These results show promise for the wrapper based approach to evolving features
though it is not clear from these results whether or how much SVM is better than the
bayes classifier. While the margin is small between the best of the Haralik, FDR, and
wrapper features, the wrapper features did perform at least as well as the larger set of
features generated otherwise and with a smaller feature set which was generated in
fewer runs. Unfortunately, the wrapper method implemented here is the least tuned
part of these experiments. Though the FDR filter GP clearly has more potential and
could use trial runs with greater population sizes, it seems that the wrapper GPs could
also use more development for things like how operators handle when and how the
individuals are modified. For instance, in this implementation the genetic operator
mutation is responsible for providing independent chances to change the shell
functions, the SVM parameter C, as well as the feature equations themselves. But this
seems to have a bad effect on the diversity of the population as illustrated in figure 16
where the mutation operator never results in improvements in fitness causing its chance
of happening always to be low. The equation is able to be evolved to a classification
of 72% but in the 2nd and 3rd iterations the populations have converged on only one
individual. Diversity is supplied only at the very beginning of these runs. If diversity
can be restored with adjustments to the algorithm, the SVM wrapper will improve.
62
Chapter 5. Results and Analysis
Figure 16 – Take note that scaling is different in every fitness plot—the maximum
classification accuracies are listed in the boxes of run statistics. The evolution of fitness in
iterations 1 (top left), 2 (top right), and 3 (bottom left). The populations in 2 and 3 get
stuck after only initially making advances in fitness. The bottom right plot reveals that
mutation is not contributing much after intiailization in contrast to, for example, figure 13
where mutation continues to play a part in the evolution of the FDR-evolved features. Note
that the initial high median values are an artifact of a starting population with many zero
fitness values. This is due to using the FDR threshold to prevent training with some of the
worst features.
63
Chapter 5. Results and Analysis
Figure 17 – An example of feature trees produced by 3 iterations of the SVM wrapper GP.
64
Chapter 5. Results and Analysis
It has been established that the FDR evolved features can often perform better than the
standard set of Haralick features and that, though there is a smaller set of trials than
would be preferred, the wrapper methods can more consistently create smaller subsets
of features which are at least as good as the FDR evolved features. Further, both of
these methods have room to improve both with respect to increasing primary
parameters such as population size, but also with respect to tweaking how genetic
operators split up evolutionary duties.
But it is interesting to briefly take a closer look at the features evolved. In this regard,
table 6 shows the confusion matrices of 3 similarly performing features evolved by the
three fitness functions. Also, figures 18 and 19 show 3d visualizations of the feature
values produced by the FDR filter and the bayes Wrapper. With the focus on
developing a GP implementation for feature construction it is not possible to develop a
very detailed appreciation of the space of features and their relationships. However,
we might at least build a feel for how the evolved features classify and misclassify the
classes and how they place data points in the feature space relative each other.
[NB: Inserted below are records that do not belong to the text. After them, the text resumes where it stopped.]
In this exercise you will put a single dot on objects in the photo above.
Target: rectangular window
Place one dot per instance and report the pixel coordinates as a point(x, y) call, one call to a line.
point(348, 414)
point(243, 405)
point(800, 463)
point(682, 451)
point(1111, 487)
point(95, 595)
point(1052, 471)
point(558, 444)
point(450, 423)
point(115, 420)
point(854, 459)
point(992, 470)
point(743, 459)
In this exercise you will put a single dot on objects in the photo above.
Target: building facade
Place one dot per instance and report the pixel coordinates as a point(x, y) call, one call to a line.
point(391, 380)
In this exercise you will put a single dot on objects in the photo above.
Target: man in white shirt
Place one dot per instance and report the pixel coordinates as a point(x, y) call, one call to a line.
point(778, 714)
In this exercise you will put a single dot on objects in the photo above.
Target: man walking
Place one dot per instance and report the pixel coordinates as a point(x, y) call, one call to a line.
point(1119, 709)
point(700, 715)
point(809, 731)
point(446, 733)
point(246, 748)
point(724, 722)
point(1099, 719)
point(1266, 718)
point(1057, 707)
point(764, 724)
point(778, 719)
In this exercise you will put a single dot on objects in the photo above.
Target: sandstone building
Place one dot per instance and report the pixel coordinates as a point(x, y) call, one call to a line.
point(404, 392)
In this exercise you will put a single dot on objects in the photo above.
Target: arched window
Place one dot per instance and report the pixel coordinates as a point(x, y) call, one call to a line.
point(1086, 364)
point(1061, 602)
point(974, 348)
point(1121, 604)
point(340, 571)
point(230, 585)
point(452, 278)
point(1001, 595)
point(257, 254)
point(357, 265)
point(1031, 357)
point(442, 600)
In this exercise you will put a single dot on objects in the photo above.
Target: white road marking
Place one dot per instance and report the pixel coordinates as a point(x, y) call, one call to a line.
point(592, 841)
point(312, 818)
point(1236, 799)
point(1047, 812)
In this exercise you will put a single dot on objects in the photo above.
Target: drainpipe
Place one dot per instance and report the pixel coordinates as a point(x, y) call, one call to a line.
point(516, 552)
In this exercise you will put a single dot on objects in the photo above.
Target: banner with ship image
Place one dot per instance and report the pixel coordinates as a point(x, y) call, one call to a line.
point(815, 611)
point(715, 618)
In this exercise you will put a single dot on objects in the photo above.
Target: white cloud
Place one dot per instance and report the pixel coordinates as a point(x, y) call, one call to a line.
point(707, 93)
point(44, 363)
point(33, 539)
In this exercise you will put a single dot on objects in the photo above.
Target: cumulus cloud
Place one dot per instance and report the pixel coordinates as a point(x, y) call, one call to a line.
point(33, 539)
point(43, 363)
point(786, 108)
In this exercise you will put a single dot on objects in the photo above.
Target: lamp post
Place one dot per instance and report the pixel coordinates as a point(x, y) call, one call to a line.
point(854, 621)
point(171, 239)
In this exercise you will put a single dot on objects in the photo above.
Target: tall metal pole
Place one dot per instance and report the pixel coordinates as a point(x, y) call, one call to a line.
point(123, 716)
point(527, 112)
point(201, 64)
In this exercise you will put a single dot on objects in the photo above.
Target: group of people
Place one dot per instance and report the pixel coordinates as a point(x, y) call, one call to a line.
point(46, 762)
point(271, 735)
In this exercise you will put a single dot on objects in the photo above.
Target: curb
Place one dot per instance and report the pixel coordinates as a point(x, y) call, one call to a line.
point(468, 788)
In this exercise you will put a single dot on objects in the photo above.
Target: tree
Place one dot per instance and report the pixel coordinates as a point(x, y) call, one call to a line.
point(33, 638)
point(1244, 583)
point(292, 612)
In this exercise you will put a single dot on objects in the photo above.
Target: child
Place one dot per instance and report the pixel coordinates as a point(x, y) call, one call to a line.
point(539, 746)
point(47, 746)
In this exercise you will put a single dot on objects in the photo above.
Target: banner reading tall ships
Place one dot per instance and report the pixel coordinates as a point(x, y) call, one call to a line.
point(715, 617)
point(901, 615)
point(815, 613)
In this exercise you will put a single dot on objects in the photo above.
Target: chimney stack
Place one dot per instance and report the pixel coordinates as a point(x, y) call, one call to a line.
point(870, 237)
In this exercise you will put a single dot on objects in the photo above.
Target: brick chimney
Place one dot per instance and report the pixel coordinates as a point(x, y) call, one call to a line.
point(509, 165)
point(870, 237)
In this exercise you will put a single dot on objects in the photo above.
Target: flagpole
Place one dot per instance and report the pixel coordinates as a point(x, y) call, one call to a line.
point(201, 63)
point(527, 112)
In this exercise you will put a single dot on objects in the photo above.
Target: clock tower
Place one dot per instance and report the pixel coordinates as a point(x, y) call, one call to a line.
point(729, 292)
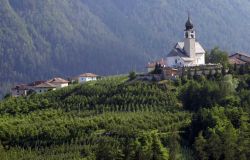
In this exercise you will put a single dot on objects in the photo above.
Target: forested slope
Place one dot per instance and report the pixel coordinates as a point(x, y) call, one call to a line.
point(114, 118)
point(40, 39)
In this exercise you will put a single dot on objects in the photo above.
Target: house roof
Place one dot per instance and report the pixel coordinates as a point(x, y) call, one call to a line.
point(180, 53)
point(198, 47)
point(152, 64)
point(21, 87)
point(240, 53)
point(45, 85)
point(57, 80)
point(234, 60)
point(36, 83)
point(88, 75)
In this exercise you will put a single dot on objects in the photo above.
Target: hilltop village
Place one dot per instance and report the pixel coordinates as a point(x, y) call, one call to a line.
point(186, 58)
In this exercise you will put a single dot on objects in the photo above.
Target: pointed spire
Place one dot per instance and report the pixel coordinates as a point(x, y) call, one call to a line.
point(189, 25)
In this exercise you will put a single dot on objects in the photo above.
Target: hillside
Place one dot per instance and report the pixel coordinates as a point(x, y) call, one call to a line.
point(41, 39)
point(115, 118)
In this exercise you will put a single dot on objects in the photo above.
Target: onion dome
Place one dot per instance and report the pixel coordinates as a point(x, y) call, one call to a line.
point(189, 25)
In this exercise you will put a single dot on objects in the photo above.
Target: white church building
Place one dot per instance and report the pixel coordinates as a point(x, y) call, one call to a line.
point(187, 53)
We can conclude from the confusion matrices that, at least in this slight snapshot, there
are no drastic, systematic differences in how the classes are classified using the
different wrapper methods. There are only slight variations in classification decisions.
In all of those in table 7, for example, AK is the most difficult to classify.
Moving on to the visualizations, according to these two visualized features, obviously
the classes are not perfectly linearly separable. This may indicate that a linear kernel
is not the best option for the SVM approach. Further, it seems clear that there are a
number of ways that the classes can be flipped relative to each other and variously
clumped together or spread out. The visualization shows that the features do separate
65
Chapter 5. Results and Analysis
the classes reasonably to the human eye. However, classes are still fairly cluttered
together. For comparison, table 8 shows the confusion matrix for figure 9 data. It
shows that the most difficult to classify class according to the confusion matrices is
also the class which is in the space between other classes.
66
Chapter 5. Results and Analysis
Accuracy
65%
3 feature
Confusion Matrix – FDR (bayes)
predicted
AK BCC ML SCC SK
actual
AK 8 3 4 2 3
BCC 2 14 3 1 0
ML 2 0 16 0 2
SCC 4 2 0 13 1
SK 1 1 3 1 14
Table 7 – The confusion
matrices displaying the
classification predictions next
to their true classes. There
don‟t seem to be any
systematic differences in error
between the three methods of
fitness. Similar classification
accuracies were deliberately
chosen here to compare the
classification characteristics.
At least with this small
snapshot, there seem to be no
systematic differences. For
example in every method, AK
is the most poorly classified
class. Note that these accuracy
scores are at the bottom of the
distribution for the wrapper
methods and at the top for the
FDR filter method.
Accuracy
64%
3 feature
Confusion Matrix – SVM
predicted
AK BCC ML SCC SK
actual
AK 10 2 2 3 3
BCC 2 15 3 0 0
ML 3 1 14 0 2
SCC 3 2 1 12 2
SK 3 2 1 1 13
Accuracy
64%
3 feature
Confusion Matrix – Bayes
predicted
AK BCC ML SCC SK
actual
AK 10 2 2 3 3
BCC 4 14 1 1 0
ML 2 1 16 0 1
SCC 3 0 4 13 0
SK 0 2 2 2 14
67
Chapter 5. Results and Analysis
Figure 18 – Visualization of the feature values made by 3 of the FDR-filter produced
equations. The class of a point is indicated by color. Classification accuracy using these
features was 64%.
Figure 19 -- Visualization of the feature values made by 3 of the bayes wrapper produced
equations. The class of a point is indicated by color. Classification accuracy using these
features was 69%.
68
Chapter 5. Results and Analysis
Though the evolved features were able to classify features better than the Haralik
features and with less complicated GCMs, the performance results show much room
for improvement. The best of any run of the GP was 72%. This compares to the
results obtained in [15] but is below the 84% obtained in [14]. However, it is
important to point out the differences between the work completed here and there.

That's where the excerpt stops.